Dopo aver ricevuto un mayday relay da parte di Sparrow 4, un aereo di Frontex che aveva individuato 40 persone a bordo della piattaforma gas tunisina Miskar, nel Golfo di Gabes, in acque internazionali, in zona Sar maltese (la zona Sar è l’area in acque internazionali in cui teoricamente il coordinamento dei soccorsi è affidato allo Stato più vicino), teoricamente perché sia Tunisia che Libia che Malta non coordinano quasi mai nulla e qualsiasi nave abbia notizia di un rischio naufragio in corso ha invece il dovere di effettuare prima possibile il salvataggio, evitando respingimenti collettivi illegali verso paesi che non rispettano i diritti umani.
E la Libia e la Tunisia sono tra questi. “La Life Support, a poche miglia nautiche di distanza, si è recata sul posto e ha constatato la presenza di persone sulla piattaforma vicino all’acqua e un gommone distrutto alla deriva – spiega Emergency – dopo aver comunicato con Sparrow 4, ha chiamato via radio la piattaforma Miskar, ottenendo l’autorizzazione per avvicinarsi.

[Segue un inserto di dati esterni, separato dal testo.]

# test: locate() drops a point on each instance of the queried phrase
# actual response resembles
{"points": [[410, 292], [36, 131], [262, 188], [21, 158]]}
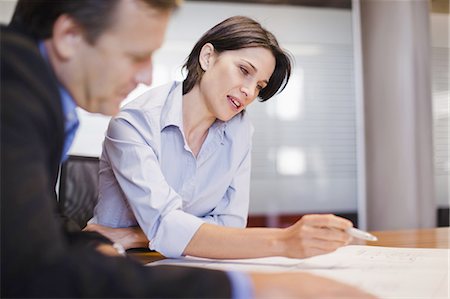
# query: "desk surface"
{"points": [[415, 238]]}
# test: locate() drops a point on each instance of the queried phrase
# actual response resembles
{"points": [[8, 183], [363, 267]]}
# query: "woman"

La Life Support ha anche cercato di mettersi in contatto con il Centro di coordinamento soccorsi di Malta e quello di Roma senza avere risposta. Dopo aver messo in acqua i due gommoni di soccorso, arrivati a poche centinaia di metri dalla piattaforma, la Life Support ha ricevuto un’altra chiamata dalla piattaforma Miskar che ha negato il permesso di avvicinarsi, contrariamente alle indicazioni precedenti. Miskar ha raggiunto che una nave della Marina nazionale tunisina si stava avvicinando alla piattaforma per fare il soccorso”.

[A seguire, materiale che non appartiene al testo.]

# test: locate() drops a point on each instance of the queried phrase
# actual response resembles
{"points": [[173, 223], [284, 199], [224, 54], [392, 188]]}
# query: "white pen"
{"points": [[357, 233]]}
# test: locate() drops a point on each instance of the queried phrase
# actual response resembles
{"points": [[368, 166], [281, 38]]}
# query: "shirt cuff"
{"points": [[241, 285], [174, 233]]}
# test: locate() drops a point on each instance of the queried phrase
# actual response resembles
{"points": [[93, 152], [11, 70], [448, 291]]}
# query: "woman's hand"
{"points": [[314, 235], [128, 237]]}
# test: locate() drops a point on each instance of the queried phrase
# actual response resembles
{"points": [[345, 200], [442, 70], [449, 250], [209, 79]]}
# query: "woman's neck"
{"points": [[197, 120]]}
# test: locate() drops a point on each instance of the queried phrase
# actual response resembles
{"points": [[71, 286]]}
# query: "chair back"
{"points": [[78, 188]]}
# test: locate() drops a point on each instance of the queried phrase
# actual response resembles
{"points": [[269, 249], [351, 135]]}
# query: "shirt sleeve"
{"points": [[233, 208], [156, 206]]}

A quel punto, dice Emergency “i due rhib sono stati richiamati verso la Life Support. Il comandante ha comunicato alla piattaforma che saremmo stati in grado di fornire assistenza medica se necessario. Miskar ha rifiutato l’offerta, chiedendo però alla Life Support di trasferire le circa 40 persone dalla piattaforma all’assetto della Marina tunisina in arrivo. La Life Support ha comunicato che non avrebbe effettuato questa manovra perché la Tunisia non è un Paese sicuro dove riportare i naufraghi. Una nave si è avvicinata alla piattaforma poco dopo il tramonto. La Life Support ha continuato le operazioni di ricerca e soccorso tutta la notte, rimanendo in prossimità della piattaforma con il meteo in continuo peggioramento e cercando di mettersi in contatto con Miskar senza ricevere mai una risposta. Al momento – conclude Emergency – non sappiamo se le persone sono state portate a bordo dell’assetto navale durante la notte o se si trovano ancora sulla piattaforma Miskar: abbiamo chiesto alle autorità competenti l’esito delle operazioni di soccorso e dove sono stati portati i naufraghi senza per ora avere risposta”.
Non c’è traccia nemmeno delle 85 persone di cui Alarm Phone aveva ricevuto l’Sos sabato scorso. Non si sa se sono affogate o se sono state prese dai libici e deportate nei lager.